LC-MS analysis of purified HGSNAT

(A) LC profile and (B) MS/MS spectrum of acetyl-CoA (ACO) standard, showing the retention time (1.26 min), and precursor (810.1 m/z) and product (303.1 m/z) peaks in single reaction monitoring mode, respectively. (C) and (D) show relative LC peak intensities of endogenously bound ACO identified in purified HGSNAT before and after dialysis of the membranes respectively.

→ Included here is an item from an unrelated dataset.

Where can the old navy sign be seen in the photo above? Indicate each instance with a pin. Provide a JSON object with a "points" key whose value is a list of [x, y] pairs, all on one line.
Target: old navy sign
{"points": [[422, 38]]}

Homologs of TMD and LD of HGSNAT found in a Dali search

Dali (Distance Matrix Alignment) web server was used to search the existing database of known structures to find homologs of HGSNAT (Holm et al, 2023). The poor % identity (<20%) and low % sequence alignment suggests that there are no available structures of homologs of HGSNAT. Low mean RMSD of hits obtained using LD of HGSNAT as input suggests that LD is like some of the existing β-sandwiches, but TMD of HGSNAT is a novel fold.

List of HGSNAT mutations implicated in MPS IIIC

FoldX web server was used to predict relative mutant stability (Schymkowitz et al, 2005). Positive total energy value indicates destabilization, with greater values meaning lower stability. Nonsense mutations indicated in the figure 4 as black were not included in FoldX calculations. Polymorphisms are italicized. All other mutants listed are missense mutations (Canals et al, 2011; Fan et al, 2006; Fedele & Hopwood, 2010; Feldhammer et al, 2009a; Feldhammer et al, 2009b; Hrebicek et al, 2006; Huizing & Gahl, 2020).